SIDEBAR: Youthful discretion
“I became interested in the relationship between law and morality when I was in high school,” George said. “Growing up in Morgantown, West Virginia, my mother Catherine and I both became involved in the pro-life movement, which, at that point, was mostly on the West Virginia University campus. In those days, Wanda Franz was a professor there and she led the local pro-life group. She later became a national figure in the movement.
Young Robby George also befriended some philosophy graduate students at the university’s Catholic chaplaincy in Newman Hall and they helped develop his concentration. “So I went off to Swarthmore College with morality and law interests already awakened and I began to do work in political theory and ethics. In political science classes we would touch on questions regarding constitutional law and that led me to think that this was the kind of thing I’d be interested in doing professionally.”
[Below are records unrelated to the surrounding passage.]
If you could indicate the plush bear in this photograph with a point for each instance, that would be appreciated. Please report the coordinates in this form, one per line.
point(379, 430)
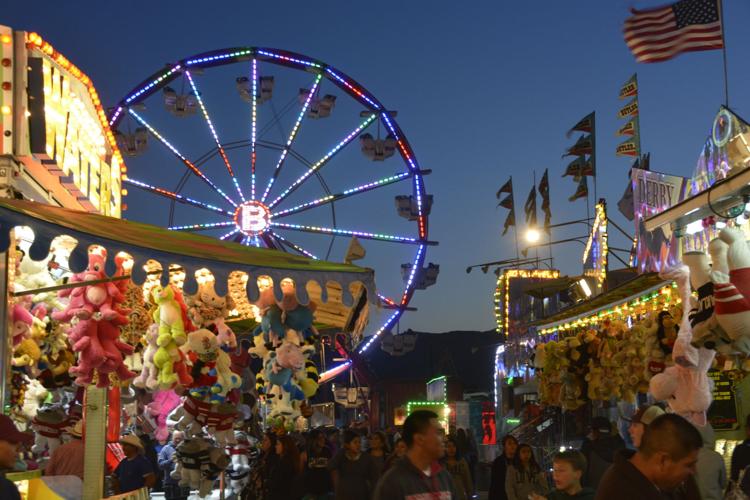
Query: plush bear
point(732, 289)
point(149, 376)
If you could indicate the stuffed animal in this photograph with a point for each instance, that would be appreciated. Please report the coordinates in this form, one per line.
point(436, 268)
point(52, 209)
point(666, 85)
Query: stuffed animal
point(163, 404)
point(149, 376)
point(732, 288)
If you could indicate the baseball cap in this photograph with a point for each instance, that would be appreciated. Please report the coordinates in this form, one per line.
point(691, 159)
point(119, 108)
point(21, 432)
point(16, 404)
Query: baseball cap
point(646, 414)
point(9, 432)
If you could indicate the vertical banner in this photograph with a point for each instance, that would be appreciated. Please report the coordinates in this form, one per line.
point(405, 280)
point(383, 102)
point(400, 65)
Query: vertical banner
point(653, 193)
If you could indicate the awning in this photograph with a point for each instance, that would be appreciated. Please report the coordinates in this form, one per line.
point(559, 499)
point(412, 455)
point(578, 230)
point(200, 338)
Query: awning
point(645, 283)
point(189, 251)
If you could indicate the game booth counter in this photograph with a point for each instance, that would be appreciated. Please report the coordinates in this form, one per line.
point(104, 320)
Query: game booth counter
point(164, 304)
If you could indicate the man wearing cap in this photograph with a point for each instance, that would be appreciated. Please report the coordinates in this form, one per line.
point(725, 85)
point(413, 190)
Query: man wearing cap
point(600, 450)
point(10, 438)
point(134, 471)
point(67, 460)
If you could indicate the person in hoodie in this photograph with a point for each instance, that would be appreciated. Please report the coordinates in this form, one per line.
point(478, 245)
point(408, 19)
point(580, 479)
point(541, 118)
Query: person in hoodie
point(600, 450)
point(711, 473)
point(418, 474)
point(567, 470)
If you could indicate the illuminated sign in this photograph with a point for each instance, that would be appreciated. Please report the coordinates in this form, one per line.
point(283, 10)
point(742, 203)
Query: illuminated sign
point(595, 254)
point(68, 130)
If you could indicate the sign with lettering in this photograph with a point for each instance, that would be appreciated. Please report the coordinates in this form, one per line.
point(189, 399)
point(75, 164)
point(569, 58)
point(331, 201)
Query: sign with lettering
point(723, 411)
point(653, 193)
point(67, 135)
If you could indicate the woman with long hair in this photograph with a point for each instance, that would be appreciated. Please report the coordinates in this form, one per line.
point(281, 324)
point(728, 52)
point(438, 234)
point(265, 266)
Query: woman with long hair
point(283, 477)
point(379, 451)
point(524, 476)
point(459, 469)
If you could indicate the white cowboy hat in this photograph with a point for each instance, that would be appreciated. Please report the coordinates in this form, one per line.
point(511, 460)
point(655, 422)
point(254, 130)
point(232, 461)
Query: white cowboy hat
point(132, 440)
point(75, 430)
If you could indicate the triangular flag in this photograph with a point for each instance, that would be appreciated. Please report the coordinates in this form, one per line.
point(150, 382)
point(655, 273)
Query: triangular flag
point(585, 124)
point(510, 220)
point(506, 188)
point(629, 129)
point(507, 202)
point(582, 191)
point(583, 146)
point(630, 109)
point(627, 148)
point(629, 88)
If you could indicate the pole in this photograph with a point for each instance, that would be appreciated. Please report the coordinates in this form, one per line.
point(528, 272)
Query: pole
point(724, 53)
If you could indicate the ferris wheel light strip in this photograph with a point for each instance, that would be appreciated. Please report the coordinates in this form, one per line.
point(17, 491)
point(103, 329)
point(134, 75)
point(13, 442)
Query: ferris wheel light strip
point(290, 140)
point(289, 59)
point(296, 247)
point(214, 134)
point(206, 225)
point(230, 233)
point(352, 88)
point(349, 192)
point(323, 160)
point(174, 196)
point(179, 155)
point(151, 85)
point(414, 268)
point(345, 232)
point(253, 155)
point(218, 57)
point(415, 168)
point(388, 324)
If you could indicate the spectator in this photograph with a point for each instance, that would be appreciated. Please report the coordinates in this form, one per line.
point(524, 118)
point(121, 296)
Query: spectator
point(378, 451)
point(459, 469)
point(500, 468)
point(641, 418)
point(667, 457)
point(134, 471)
point(282, 478)
point(67, 459)
point(172, 490)
point(399, 451)
point(524, 477)
point(741, 453)
point(712, 474)
point(418, 474)
point(600, 450)
point(10, 439)
point(353, 472)
point(567, 470)
point(317, 479)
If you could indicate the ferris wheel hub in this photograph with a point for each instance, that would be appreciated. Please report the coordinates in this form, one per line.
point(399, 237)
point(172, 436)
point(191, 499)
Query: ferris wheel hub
point(252, 218)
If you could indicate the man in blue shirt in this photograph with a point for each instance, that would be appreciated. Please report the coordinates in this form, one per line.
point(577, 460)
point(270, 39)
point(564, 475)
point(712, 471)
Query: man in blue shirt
point(134, 471)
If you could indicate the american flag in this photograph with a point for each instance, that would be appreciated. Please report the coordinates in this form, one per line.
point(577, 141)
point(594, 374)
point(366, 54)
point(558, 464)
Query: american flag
point(662, 33)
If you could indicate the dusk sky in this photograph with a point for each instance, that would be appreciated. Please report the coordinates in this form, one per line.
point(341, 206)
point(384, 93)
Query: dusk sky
point(483, 90)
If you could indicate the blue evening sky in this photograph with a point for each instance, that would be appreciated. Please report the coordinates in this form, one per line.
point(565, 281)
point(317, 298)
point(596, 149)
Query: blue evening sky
point(483, 90)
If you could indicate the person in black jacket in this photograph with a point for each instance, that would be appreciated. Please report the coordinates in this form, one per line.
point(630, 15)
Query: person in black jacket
point(500, 468)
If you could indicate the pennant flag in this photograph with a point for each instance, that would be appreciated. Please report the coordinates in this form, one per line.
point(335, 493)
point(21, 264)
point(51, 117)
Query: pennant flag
point(629, 129)
point(544, 193)
point(506, 188)
point(627, 148)
point(630, 109)
point(582, 191)
point(585, 124)
point(530, 207)
point(629, 88)
point(583, 146)
point(507, 202)
point(510, 220)
point(661, 33)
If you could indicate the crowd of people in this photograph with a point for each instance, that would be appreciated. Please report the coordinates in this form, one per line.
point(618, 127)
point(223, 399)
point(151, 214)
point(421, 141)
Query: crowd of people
point(670, 458)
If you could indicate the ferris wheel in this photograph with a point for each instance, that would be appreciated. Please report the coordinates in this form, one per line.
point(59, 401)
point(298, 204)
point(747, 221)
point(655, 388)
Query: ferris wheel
point(275, 149)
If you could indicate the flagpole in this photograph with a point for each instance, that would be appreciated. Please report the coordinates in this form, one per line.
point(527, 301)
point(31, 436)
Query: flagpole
point(724, 53)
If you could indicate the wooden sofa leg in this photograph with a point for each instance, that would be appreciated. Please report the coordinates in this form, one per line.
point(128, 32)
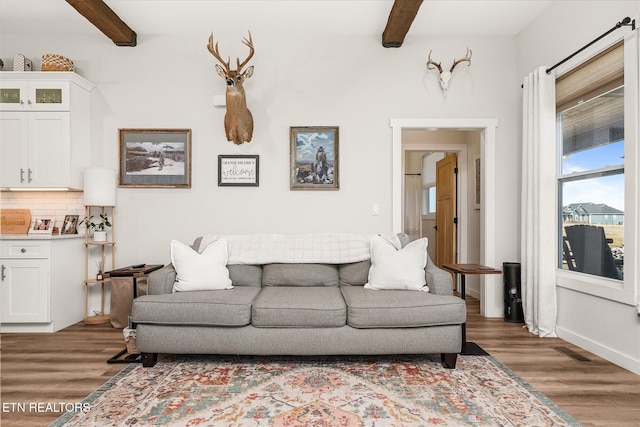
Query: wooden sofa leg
point(449, 360)
point(149, 359)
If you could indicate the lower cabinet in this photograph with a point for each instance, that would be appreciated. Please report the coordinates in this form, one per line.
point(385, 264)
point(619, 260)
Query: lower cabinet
point(41, 284)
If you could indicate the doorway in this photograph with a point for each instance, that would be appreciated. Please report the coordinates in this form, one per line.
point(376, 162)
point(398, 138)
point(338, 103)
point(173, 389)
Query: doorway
point(490, 288)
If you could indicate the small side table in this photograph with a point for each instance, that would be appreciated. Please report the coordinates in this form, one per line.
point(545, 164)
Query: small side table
point(122, 299)
point(463, 270)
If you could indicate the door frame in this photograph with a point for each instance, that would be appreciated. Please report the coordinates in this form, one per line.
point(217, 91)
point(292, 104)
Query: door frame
point(491, 304)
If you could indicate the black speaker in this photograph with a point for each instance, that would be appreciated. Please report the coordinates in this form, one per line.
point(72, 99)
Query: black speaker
point(512, 292)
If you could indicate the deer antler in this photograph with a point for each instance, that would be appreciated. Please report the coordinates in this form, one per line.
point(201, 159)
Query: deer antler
point(431, 65)
point(216, 53)
point(467, 58)
point(249, 44)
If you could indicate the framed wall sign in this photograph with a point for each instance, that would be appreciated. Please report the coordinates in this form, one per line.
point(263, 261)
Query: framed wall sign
point(314, 158)
point(238, 171)
point(70, 225)
point(42, 226)
point(155, 158)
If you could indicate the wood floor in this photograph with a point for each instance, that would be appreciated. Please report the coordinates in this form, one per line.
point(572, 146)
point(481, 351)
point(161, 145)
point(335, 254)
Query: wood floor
point(67, 366)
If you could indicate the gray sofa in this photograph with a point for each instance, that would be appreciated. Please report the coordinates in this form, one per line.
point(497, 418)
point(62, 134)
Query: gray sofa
point(299, 309)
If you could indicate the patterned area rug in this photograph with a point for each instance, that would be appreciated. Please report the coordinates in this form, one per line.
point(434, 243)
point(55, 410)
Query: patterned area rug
point(332, 391)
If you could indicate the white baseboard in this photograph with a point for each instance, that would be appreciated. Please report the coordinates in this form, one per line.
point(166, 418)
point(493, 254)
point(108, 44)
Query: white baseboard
point(598, 349)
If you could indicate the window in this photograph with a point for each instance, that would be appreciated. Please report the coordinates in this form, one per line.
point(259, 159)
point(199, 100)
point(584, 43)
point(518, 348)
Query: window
point(591, 193)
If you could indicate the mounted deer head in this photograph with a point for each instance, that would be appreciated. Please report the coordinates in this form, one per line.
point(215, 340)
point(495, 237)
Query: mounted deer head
point(445, 76)
point(238, 121)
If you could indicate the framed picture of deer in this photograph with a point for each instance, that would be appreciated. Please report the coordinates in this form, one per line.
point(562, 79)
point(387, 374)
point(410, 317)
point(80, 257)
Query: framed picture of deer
point(155, 158)
point(314, 158)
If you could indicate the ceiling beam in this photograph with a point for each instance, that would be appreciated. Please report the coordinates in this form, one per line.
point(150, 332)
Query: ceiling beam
point(400, 19)
point(106, 20)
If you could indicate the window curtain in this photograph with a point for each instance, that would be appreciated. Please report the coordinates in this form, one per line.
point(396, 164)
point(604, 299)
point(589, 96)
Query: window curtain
point(412, 205)
point(538, 214)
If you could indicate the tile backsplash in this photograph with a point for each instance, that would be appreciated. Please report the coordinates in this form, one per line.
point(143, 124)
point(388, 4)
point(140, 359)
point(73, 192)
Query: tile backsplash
point(54, 204)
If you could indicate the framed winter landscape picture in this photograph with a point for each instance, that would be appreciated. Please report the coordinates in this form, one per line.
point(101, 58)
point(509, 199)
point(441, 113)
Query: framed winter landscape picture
point(314, 158)
point(155, 158)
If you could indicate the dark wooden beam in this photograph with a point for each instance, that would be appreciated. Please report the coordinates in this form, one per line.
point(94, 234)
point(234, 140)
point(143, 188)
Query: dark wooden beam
point(106, 20)
point(400, 19)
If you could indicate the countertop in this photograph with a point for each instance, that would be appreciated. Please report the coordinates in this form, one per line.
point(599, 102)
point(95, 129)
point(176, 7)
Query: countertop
point(41, 236)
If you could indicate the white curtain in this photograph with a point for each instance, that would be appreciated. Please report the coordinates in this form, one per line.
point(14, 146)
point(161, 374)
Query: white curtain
point(538, 203)
point(412, 205)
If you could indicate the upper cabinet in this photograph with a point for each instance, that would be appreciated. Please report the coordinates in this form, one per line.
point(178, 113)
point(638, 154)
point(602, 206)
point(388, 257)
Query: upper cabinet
point(44, 129)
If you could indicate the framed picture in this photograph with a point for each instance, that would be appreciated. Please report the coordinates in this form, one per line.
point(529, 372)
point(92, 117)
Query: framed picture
point(155, 158)
point(42, 226)
point(70, 225)
point(238, 171)
point(314, 158)
point(476, 174)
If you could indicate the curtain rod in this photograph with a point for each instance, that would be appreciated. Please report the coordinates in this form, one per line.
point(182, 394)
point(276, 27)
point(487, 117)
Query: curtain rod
point(625, 22)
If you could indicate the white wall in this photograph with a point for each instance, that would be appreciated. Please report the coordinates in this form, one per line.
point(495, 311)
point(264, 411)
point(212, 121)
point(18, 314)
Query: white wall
point(607, 328)
point(351, 82)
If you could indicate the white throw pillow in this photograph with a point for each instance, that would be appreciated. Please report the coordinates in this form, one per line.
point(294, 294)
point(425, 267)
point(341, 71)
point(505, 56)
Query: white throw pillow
point(200, 271)
point(397, 269)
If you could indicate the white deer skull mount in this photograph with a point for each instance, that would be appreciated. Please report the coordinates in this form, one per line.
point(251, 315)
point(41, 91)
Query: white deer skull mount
point(445, 76)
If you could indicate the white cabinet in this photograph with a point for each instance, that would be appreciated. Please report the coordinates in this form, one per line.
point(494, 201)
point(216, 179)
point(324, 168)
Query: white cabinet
point(25, 291)
point(39, 281)
point(44, 129)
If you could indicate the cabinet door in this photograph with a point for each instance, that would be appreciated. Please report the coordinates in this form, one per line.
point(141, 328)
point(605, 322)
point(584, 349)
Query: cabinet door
point(49, 153)
point(14, 129)
point(48, 95)
point(13, 95)
point(25, 290)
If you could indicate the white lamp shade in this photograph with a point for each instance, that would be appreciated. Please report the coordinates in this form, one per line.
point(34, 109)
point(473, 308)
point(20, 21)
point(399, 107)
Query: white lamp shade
point(99, 187)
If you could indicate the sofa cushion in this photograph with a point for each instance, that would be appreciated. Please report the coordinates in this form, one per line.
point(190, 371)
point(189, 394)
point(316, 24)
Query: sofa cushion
point(299, 307)
point(300, 275)
point(200, 271)
point(229, 307)
point(397, 269)
point(245, 274)
point(400, 308)
point(355, 273)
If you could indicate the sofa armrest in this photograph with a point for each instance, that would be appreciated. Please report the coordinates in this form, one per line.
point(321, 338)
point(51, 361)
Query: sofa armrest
point(161, 281)
point(438, 280)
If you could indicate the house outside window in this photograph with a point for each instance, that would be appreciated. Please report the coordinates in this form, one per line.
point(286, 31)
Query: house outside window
point(591, 167)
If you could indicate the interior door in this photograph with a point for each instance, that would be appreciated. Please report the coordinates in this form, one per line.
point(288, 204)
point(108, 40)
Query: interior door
point(446, 211)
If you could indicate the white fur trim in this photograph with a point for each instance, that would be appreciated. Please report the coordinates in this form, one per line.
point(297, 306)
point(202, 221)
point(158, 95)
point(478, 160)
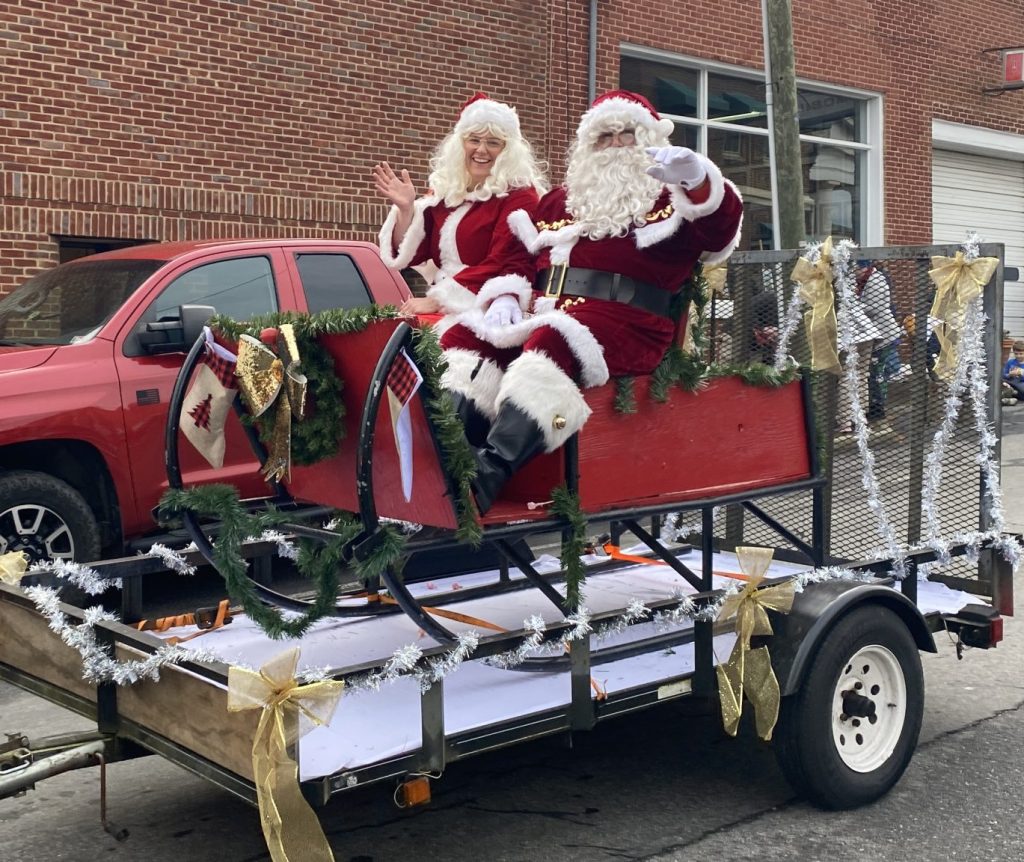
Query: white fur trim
point(517, 286)
point(485, 113)
point(411, 242)
point(473, 377)
point(452, 296)
point(590, 355)
point(624, 111)
point(538, 387)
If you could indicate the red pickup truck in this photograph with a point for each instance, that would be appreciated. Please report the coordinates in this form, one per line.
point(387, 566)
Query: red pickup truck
point(89, 351)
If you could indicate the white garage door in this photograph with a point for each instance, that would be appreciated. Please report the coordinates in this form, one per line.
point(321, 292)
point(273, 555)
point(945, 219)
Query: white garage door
point(984, 195)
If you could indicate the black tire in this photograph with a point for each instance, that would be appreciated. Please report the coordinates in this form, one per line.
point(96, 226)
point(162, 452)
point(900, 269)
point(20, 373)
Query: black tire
point(46, 518)
point(840, 761)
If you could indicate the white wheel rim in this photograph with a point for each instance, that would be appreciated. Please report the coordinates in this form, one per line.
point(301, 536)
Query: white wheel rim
point(864, 743)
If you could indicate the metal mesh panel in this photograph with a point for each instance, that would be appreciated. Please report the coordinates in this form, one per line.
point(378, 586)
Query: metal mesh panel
point(903, 400)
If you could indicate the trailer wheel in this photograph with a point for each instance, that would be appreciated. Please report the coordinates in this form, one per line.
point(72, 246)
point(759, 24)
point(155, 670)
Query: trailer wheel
point(46, 518)
point(849, 733)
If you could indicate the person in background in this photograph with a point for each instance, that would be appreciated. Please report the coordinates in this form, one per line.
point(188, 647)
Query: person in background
point(613, 245)
point(1013, 375)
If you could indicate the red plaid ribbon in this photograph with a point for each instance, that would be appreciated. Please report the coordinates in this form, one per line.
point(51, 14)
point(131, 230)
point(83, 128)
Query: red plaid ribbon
point(402, 379)
point(201, 413)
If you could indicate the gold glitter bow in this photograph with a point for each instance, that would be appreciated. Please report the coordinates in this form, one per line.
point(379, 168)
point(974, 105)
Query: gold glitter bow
point(266, 381)
point(814, 281)
point(749, 671)
point(957, 282)
point(12, 567)
point(292, 830)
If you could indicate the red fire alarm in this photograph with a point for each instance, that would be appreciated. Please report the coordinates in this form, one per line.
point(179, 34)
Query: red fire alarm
point(1013, 67)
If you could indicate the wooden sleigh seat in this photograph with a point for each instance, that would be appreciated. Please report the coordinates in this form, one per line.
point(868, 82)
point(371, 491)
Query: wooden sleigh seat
point(726, 439)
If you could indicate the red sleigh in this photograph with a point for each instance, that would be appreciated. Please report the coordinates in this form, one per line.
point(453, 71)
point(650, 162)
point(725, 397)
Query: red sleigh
point(728, 442)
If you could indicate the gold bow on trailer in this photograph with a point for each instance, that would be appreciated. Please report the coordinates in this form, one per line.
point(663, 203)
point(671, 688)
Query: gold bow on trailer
point(815, 283)
point(957, 283)
point(273, 380)
point(12, 567)
point(749, 671)
point(292, 830)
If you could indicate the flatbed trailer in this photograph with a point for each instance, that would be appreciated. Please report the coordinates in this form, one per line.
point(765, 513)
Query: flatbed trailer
point(427, 688)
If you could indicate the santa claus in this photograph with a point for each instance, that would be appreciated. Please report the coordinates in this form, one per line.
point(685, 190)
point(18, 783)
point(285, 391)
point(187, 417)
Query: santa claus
point(612, 246)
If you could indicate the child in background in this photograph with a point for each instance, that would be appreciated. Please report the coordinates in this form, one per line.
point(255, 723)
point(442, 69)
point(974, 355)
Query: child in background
point(1013, 376)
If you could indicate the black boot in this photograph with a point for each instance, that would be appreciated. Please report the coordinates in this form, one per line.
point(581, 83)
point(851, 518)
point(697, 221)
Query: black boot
point(476, 424)
point(514, 438)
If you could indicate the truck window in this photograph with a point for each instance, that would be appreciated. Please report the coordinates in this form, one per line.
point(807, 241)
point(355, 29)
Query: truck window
point(332, 281)
point(240, 288)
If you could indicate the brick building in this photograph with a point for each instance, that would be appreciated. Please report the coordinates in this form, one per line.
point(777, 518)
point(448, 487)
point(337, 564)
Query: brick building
point(175, 120)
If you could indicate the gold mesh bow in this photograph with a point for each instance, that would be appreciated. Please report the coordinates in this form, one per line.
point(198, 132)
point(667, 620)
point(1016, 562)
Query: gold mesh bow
point(266, 381)
point(292, 830)
point(749, 671)
point(814, 281)
point(957, 282)
point(12, 567)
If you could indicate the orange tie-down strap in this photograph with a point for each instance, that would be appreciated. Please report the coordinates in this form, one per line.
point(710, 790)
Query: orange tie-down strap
point(475, 620)
point(613, 552)
point(201, 618)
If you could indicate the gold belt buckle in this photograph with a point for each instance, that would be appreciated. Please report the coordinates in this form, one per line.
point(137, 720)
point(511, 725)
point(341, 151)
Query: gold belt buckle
point(561, 269)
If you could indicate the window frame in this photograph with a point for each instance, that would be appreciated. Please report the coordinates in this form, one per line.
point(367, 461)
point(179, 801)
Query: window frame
point(869, 228)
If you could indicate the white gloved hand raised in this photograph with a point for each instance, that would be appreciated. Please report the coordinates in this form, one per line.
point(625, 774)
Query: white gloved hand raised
point(677, 165)
point(503, 311)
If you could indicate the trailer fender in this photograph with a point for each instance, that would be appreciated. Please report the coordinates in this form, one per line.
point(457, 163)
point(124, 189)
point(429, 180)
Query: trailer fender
point(815, 611)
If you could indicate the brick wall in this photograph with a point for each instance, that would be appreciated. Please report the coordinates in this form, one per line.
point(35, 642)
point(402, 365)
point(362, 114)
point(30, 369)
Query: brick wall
point(172, 120)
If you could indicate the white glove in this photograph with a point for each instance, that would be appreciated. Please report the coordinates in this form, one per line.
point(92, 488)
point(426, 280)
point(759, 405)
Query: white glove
point(503, 311)
point(677, 166)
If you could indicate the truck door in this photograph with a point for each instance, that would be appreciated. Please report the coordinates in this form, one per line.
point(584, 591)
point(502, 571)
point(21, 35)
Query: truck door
point(241, 287)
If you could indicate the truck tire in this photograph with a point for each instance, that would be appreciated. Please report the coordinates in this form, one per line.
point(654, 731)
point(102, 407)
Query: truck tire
point(46, 518)
point(845, 738)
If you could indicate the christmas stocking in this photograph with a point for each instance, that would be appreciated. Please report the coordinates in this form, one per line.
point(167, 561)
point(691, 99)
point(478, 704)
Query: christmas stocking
point(205, 410)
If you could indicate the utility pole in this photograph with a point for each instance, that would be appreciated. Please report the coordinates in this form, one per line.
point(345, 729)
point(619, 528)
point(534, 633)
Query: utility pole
point(780, 91)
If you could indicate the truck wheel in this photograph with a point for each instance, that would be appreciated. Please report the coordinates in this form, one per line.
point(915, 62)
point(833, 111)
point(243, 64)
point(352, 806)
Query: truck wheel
point(46, 518)
point(848, 734)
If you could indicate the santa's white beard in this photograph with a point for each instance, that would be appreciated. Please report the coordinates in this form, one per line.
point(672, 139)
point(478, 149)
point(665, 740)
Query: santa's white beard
point(608, 190)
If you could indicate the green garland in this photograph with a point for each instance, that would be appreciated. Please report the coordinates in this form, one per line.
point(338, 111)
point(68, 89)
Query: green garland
point(318, 562)
point(316, 437)
point(565, 505)
point(457, 456)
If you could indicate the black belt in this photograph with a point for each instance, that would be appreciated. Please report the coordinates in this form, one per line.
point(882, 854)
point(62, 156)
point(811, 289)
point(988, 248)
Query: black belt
point(576, 281)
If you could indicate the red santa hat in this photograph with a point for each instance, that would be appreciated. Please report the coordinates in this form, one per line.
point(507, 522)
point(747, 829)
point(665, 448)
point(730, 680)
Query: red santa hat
point(480, 112)
point(623, 106)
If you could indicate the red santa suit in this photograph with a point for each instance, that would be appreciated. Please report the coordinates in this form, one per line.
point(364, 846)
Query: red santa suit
point(475, 254)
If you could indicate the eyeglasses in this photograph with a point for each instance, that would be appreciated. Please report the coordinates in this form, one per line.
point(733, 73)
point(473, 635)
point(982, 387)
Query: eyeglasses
point(626, 137)
point(493, 143)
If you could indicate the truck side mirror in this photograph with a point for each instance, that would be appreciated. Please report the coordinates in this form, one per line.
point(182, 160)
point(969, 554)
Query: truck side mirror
point(177, 334)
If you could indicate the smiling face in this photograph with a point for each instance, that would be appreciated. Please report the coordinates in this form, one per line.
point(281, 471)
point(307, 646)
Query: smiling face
point(481, 148)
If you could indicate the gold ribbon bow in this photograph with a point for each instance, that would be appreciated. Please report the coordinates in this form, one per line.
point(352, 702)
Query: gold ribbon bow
point(292, 830)
point(814, 281)
point(749, 671)
point(957, 282)
point(12, 567)
point(266, 381)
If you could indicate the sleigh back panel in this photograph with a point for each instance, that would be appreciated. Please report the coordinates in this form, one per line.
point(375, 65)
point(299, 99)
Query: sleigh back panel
point(333, 482)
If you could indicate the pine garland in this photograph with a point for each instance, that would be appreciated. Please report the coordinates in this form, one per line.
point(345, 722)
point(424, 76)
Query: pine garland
point(321, 562)
point(457, 456)
point(626, 399)
point(317, 436)
point(565, 505)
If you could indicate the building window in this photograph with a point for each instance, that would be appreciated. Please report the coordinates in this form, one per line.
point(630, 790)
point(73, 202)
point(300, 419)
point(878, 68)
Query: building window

After graduating from Swarthmore, George went to Harvard Law School. “When I finished law school,” he said, “I went off to Oxford for my doctorate in philosophy of law under John Finnis, whose work revitalized natural law theory. He wrote a book called Natural Law and Natural Rights and that had a big impact on my thinking. I wanted to work with him, so I had that opportunity and went over and did it and my career followed from that. I was doing scholarly work in natural law theory, more generally in the area of philosophy of law, with a focus on the relationship between law and morality; and when Princeton hired me 20 years ago, it was to do that.”